The NSW transport minister is warning of “massive disruptions” every weekend for at least a year for already weary and long-suffering rail commuters across Sydney.
Jo Haylen said on Sunday the state Labor government is launching a massive maintenance backlog blitz on the beleaguered system, with plans to cram several years’ worth of work into the next 12 months.
Minister Haylen was at Croydon railway station in Sydney’s inner west to inspect track-work already underway, and to announce details of the Minns government’s Sydney Rail Repair Plan.
“We need to do this critical maintenance backlog of jobs, or things will just get worse.

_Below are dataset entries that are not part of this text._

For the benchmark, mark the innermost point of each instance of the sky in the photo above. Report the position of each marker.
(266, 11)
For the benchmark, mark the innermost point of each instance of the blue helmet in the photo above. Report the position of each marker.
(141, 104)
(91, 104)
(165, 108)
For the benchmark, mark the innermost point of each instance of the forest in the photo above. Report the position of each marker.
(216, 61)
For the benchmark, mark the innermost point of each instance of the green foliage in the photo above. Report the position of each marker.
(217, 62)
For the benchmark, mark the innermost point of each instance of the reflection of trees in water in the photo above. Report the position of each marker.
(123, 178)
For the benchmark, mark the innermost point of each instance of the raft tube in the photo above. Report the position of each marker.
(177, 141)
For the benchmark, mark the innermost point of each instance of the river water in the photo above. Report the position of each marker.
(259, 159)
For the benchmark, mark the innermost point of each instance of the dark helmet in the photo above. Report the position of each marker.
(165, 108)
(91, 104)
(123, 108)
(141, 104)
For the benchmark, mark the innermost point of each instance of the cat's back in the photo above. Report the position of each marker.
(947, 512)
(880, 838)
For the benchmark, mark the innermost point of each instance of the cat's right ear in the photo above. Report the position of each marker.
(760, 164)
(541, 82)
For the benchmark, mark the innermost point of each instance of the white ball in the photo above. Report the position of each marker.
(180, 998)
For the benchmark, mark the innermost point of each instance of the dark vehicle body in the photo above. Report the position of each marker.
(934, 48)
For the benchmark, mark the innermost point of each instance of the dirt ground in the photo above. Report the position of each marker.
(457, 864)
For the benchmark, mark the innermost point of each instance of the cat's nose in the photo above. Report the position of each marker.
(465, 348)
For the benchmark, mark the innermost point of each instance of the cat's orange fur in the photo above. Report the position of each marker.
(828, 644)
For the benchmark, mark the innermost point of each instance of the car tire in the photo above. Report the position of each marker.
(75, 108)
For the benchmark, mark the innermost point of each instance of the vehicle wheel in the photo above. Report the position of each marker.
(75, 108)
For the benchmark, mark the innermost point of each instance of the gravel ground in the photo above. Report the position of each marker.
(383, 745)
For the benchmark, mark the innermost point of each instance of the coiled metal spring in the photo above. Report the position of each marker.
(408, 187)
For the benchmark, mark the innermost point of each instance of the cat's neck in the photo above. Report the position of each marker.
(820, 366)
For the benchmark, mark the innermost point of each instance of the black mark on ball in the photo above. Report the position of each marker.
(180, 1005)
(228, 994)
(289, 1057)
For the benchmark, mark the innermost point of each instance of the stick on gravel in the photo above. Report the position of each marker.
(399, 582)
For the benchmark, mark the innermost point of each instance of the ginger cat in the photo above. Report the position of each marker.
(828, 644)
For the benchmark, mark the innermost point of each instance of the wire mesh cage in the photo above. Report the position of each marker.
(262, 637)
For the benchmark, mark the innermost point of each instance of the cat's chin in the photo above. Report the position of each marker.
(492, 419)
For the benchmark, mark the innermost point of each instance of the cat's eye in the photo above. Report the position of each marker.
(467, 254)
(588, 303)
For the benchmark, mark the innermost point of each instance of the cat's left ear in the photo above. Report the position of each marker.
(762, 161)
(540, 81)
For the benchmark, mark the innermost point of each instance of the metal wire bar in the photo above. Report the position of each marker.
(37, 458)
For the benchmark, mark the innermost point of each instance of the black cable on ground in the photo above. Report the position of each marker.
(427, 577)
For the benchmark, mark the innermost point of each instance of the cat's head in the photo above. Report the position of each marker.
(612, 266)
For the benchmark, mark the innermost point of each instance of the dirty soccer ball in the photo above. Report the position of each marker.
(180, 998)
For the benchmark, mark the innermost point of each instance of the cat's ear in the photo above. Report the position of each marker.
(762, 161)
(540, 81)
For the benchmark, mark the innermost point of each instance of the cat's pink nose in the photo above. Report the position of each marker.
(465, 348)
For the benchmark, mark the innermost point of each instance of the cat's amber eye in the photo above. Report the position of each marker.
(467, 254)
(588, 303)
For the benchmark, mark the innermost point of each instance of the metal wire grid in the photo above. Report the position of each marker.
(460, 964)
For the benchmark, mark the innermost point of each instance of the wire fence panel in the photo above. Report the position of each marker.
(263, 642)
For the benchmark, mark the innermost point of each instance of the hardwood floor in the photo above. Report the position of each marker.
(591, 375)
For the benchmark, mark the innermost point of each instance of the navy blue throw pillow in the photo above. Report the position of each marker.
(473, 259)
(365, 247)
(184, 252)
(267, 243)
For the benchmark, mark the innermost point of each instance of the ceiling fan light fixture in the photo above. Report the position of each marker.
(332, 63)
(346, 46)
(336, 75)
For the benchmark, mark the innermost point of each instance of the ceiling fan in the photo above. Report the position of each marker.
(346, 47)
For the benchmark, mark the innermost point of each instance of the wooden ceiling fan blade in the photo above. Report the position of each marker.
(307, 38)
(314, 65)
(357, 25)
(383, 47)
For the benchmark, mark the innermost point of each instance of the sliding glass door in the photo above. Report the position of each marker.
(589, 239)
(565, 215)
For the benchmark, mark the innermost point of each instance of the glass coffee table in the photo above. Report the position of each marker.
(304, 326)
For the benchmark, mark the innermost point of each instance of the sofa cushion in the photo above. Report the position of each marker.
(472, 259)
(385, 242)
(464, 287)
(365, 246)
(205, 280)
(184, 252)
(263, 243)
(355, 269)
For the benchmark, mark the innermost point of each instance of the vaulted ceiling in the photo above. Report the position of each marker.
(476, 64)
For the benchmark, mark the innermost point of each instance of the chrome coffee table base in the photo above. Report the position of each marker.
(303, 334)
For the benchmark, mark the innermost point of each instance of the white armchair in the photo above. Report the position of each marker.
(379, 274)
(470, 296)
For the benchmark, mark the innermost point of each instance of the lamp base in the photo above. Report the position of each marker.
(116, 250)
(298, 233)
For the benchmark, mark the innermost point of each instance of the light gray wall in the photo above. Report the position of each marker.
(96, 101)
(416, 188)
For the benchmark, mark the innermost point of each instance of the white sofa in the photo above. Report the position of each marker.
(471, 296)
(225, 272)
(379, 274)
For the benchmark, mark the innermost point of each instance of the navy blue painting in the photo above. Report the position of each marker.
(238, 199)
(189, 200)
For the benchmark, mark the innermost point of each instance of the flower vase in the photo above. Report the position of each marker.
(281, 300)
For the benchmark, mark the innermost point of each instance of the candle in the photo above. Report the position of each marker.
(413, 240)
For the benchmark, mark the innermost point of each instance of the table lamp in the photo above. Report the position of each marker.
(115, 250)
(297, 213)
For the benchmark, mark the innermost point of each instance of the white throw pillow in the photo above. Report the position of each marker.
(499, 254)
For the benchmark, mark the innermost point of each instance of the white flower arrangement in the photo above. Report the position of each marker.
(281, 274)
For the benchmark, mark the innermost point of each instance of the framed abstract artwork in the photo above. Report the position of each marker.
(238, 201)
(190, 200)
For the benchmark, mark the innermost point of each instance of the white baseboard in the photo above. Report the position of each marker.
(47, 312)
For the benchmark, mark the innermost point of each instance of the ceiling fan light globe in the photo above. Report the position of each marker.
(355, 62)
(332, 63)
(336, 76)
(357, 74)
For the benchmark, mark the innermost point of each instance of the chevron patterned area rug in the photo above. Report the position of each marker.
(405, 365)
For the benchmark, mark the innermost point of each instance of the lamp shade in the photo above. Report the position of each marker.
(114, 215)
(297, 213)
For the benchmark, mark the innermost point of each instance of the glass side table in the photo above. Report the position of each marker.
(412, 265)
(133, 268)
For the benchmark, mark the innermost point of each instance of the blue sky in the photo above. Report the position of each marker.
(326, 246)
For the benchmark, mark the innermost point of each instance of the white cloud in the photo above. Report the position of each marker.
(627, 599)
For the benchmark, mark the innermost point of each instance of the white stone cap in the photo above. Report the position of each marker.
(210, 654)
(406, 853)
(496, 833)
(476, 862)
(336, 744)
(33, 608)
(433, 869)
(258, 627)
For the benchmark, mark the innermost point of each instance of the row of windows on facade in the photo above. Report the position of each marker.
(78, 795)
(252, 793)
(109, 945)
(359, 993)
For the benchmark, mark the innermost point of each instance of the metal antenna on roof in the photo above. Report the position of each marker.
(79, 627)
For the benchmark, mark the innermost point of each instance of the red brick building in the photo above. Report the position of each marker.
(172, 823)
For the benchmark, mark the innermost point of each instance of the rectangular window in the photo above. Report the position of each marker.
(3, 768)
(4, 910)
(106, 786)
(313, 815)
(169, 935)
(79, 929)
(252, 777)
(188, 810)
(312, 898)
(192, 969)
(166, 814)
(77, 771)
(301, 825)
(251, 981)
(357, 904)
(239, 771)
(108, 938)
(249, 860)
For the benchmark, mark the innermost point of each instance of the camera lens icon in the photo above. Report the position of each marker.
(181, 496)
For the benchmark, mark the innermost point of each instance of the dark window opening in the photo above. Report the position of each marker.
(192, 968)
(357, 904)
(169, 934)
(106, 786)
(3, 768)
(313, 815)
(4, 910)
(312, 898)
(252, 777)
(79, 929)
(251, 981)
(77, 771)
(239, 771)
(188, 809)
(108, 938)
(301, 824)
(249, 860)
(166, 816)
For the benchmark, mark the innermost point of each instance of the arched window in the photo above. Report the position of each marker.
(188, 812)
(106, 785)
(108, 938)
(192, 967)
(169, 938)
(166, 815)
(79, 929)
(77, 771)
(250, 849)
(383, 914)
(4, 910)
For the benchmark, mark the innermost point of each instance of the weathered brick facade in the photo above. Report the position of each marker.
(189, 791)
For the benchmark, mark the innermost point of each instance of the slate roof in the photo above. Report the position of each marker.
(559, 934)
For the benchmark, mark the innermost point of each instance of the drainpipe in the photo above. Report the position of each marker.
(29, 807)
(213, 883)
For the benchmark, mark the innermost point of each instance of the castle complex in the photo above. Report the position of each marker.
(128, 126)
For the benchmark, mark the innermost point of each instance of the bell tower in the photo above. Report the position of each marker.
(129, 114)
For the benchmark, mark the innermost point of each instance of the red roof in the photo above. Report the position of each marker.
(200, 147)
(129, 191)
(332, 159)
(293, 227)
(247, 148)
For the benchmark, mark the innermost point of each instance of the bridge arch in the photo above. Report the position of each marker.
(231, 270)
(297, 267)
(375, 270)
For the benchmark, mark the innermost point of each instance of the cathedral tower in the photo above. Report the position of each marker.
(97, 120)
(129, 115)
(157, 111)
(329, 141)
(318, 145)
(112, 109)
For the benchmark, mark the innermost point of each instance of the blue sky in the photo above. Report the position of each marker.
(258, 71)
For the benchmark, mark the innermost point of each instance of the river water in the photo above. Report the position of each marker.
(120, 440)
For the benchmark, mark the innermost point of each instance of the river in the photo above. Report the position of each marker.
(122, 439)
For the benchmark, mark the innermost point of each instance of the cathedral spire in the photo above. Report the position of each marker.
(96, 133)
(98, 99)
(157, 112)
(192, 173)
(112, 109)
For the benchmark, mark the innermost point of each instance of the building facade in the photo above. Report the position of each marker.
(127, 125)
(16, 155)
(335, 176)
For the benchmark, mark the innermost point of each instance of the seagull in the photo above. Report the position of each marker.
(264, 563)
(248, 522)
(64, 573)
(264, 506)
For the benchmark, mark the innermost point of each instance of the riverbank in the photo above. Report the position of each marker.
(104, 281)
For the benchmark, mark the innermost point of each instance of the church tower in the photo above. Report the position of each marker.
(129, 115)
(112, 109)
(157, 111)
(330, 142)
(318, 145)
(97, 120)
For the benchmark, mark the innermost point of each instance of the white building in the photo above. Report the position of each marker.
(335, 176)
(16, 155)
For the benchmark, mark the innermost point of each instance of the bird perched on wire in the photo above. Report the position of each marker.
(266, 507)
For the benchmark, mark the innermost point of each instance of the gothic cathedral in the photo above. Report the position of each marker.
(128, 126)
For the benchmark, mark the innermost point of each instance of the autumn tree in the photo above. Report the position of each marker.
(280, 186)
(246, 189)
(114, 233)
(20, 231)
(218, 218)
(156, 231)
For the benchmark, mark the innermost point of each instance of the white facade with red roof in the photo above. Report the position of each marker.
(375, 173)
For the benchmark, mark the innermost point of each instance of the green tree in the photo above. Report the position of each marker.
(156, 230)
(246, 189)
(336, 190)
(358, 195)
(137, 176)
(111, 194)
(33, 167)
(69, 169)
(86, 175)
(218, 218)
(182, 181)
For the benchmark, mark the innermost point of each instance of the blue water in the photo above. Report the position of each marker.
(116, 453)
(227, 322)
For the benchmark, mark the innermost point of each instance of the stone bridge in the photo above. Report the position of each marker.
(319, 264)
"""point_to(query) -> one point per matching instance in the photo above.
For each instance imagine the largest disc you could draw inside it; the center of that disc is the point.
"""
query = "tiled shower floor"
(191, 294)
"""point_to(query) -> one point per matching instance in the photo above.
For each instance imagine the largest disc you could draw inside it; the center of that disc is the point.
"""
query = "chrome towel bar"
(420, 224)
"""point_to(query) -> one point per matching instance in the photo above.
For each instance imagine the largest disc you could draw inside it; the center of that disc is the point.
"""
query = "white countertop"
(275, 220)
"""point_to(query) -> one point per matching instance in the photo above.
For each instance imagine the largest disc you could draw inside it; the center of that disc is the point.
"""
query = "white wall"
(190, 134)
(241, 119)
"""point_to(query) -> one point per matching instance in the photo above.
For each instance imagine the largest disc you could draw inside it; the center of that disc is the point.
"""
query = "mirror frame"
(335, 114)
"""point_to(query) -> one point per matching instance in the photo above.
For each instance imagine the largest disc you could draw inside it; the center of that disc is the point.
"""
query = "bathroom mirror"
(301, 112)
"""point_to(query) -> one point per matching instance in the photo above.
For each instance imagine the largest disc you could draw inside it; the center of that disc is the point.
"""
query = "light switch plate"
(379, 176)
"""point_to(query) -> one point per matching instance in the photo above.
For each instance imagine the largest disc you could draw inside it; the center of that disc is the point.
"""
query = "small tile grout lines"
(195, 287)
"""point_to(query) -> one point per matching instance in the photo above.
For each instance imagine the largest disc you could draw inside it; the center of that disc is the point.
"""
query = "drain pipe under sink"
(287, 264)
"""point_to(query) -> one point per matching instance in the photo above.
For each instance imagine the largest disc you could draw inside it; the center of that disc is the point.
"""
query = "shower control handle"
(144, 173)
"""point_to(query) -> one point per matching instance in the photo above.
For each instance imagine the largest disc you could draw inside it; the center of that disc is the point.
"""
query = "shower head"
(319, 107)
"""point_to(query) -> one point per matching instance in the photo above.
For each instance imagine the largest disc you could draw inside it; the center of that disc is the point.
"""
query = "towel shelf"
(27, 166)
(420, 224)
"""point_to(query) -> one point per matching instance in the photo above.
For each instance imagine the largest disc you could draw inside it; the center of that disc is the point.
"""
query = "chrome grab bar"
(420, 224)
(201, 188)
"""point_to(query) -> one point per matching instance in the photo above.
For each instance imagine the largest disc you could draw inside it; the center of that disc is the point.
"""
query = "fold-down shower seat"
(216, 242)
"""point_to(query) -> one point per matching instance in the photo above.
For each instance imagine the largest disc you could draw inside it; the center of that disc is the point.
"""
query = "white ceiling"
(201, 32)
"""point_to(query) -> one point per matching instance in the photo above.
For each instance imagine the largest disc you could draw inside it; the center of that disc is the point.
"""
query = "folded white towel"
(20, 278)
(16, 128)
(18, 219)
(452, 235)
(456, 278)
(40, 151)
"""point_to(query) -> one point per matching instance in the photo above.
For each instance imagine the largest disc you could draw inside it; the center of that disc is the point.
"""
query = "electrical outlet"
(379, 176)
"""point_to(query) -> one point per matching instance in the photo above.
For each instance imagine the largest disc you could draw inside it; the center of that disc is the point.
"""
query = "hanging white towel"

Anyone in Sydney will tell you the train network isn’t working as it should,” she told reporters.
She warned anyone who took trains on the weekend across Sydney will be using buses instead on Saturdays and Sundays for at least a year, probably more.
People living near train stations may want to buy earplugs.
“I want to be totally honest with everyone – for the next year or so we are going to massively disrupt the network on weekends while our crews get in and fix it.
“The work will be around the clock from midnight Friday to midnight Sunday,” the minister said.
A new timetable introduced in 2017 was found to be responsible for the huge backlog on work and repairs, because it left very little time for workers to gain access to tracks.
The sped-up maintenance plan is in response to recent interim recommendations made by the Sydney Trains Review.
The review made 12 recommendations for restoring reliability to the network, which suffers severe meltdowns regularly.
The report found poor weather and industrial action also played a part in the failures of maintenance, but the 2017 timetable change was the main culprit.
Chief executive of Sydney Trains Matt Longland said clearing the maintenance backlog was the first recommendation to come from the review, and in his opinion, the most important.
“Signalling, overhead wiring, these will be among the priorities … and the impact of the rain.
“This year is about spending the money,” he said.
Minister Haylen said Sydney deserved a world-class rail network.
“People have lost faith in the system, they’ve been burnt too many times.
“It’s a year or more of pain but it will deliver the huge, world-class train system Sydney needs and deserves,” she said.
The $97 million plan is being described by the government as an “all-out assault” to repair the network, with about 600,000 people expected to be impacted every weekend.
The money will come from existing unspent maintenance budgets.
Some weekends will see about 300 worksites at train stations in Sydney which is double the usual number and requiring thousands of workers to fill 14,000 shifts across the network.
The T1, T2, T4 and City Circle lines have been identified as some of the worst and will be the first to see works begin.